In recent days, “the many statements made in Europe seem to weaken the position of the euro”, commented this morning, the analysts Changes of Pictet & Cie this morning. “The market is stunned by news and information, sometimes comforting, sometimes disturbing, and the euro / dollar suffers”
Meanwhile, today, ‘the decision of the ECB will be the key event of the day, and as the impact of recent rate cuts has yet to be felt, the refinancing rate should be left unchanged this time’ , predicts a professional IG Markets.
“The rate (the ECB) should not be changed before the month of March,” predicts a consulting firm Northern Europe, who expects no further announcements on the side measures of liquidity. Traders, however, wonder if Mario Draghi will discuss “the stabilization of the economic environment and / or give clues about possible acquisitions of sovereign bonds.
Beyond the status quo expected, about the successor to Jean-Claude Trichet, Mario Draghi at its press conference at the beginning of the afternoon should be studied carefully, as some are hoping for signs of further rate cuts in the months to come.

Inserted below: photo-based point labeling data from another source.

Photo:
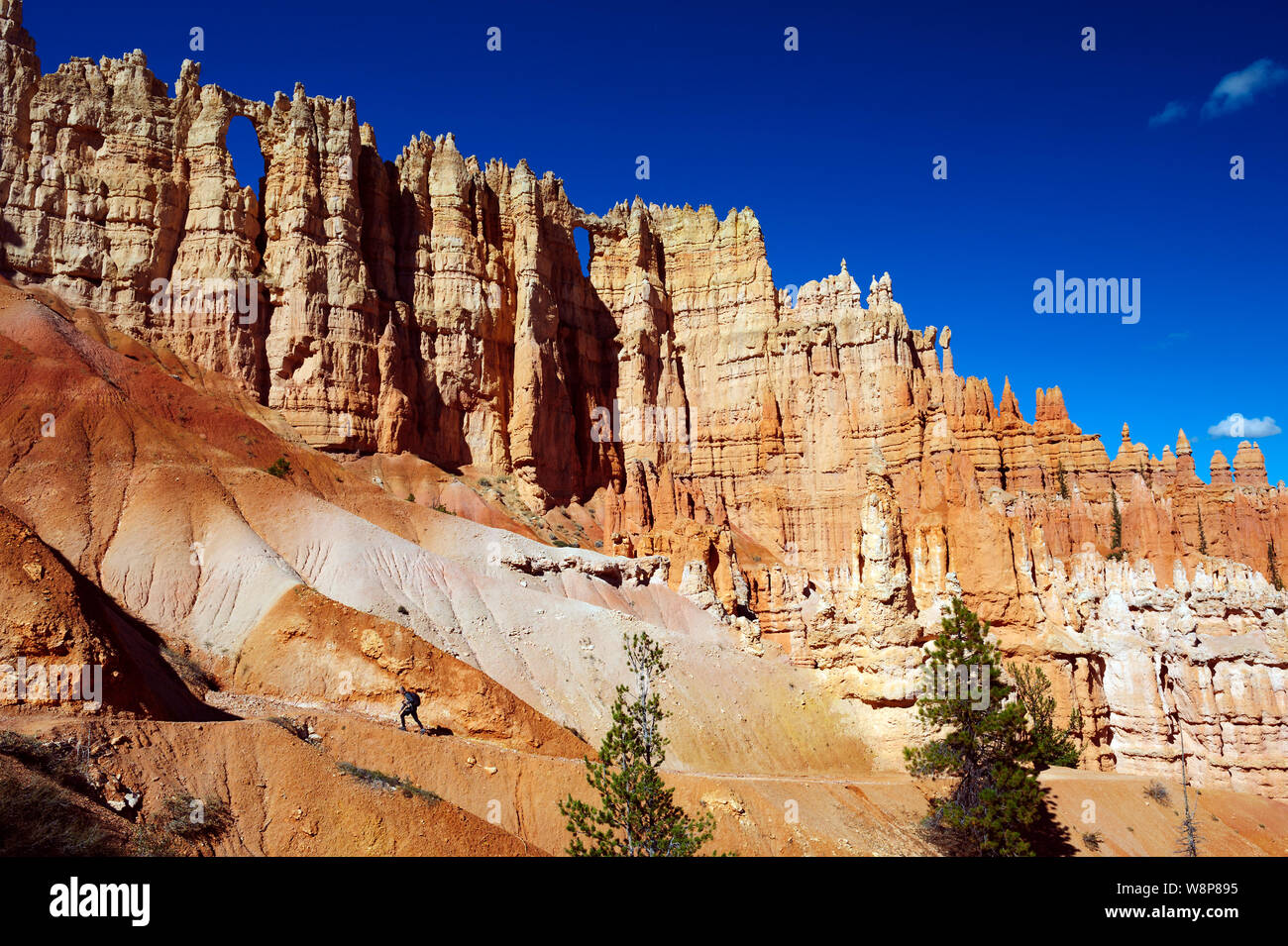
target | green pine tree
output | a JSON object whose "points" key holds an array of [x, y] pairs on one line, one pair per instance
{"points": [[1044, 745], [1116, 553], [996, 798], [636, 813]]}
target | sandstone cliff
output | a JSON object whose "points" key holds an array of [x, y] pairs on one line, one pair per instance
{"points": [[815, 469]]}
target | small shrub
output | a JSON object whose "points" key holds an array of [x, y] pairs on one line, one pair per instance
{"points": [[59, 761], [295, 729], [38, 820], [389, 783], [151, 841]]}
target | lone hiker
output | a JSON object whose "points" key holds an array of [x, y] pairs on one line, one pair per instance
{"points": [[410, 703]]}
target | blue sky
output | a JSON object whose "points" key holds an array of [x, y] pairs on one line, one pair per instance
{"points": [[1052, 159]]}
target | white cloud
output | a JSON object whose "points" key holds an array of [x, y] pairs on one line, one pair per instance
{"points": [[1239, 428], [1172, 111], [1237, 89]]}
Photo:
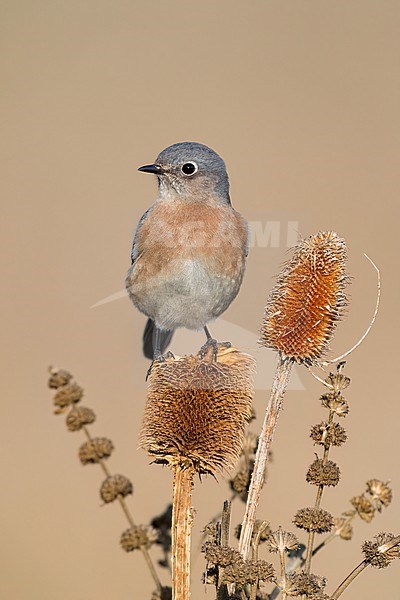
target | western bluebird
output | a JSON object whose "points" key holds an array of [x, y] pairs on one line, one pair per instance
{"points": [[190, 247]]}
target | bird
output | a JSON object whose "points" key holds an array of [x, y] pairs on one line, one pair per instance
{"points": [[189, 250]]}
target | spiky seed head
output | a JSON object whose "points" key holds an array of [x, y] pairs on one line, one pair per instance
{"points": [[114, 486], [314, 519], [197, 410], [381, 551], [95, 450], [78, 417], [308, 299], [138, 536]]}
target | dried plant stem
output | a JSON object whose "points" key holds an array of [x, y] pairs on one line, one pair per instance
{"points": [[129, 517], [182, 520], [311, 535], [346, 582], [273, 410]]}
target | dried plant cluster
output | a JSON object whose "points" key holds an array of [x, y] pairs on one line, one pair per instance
{"points": [[195, 421], [197, 410], [308, 299]]}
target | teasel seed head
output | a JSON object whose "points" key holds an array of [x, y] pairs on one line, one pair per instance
{"points": [[78, 417], [95, 450], [321, 473], [335, 403], [364, 507], [197, 410], [249, 571], [58, 377], [139, 536], [114, 486], [328, 434], [379, 553], [308, 299], [380, 492], [314, 519], [68, 394]]}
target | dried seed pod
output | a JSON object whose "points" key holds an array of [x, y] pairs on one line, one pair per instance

In the meantime, take advantage of market rumors of a successful major award in Spain in which the country had managed to place about 10 billion euros of bonds: the yield on Spanish 10 years fell by 12 basis points to 5 , 20%.
It is in this context that investors are aware of the inflation figures in the two largest economies in the euro area: the whole of 2011 it stood at 2.3% in Germany and 2.5 % in France.
On the American side, is expected this afternoon in the U.S. the weekly jobless claims and retail sales in December, under the consensus to 375,000, and stocks of companies in November, which should move up 0.3%.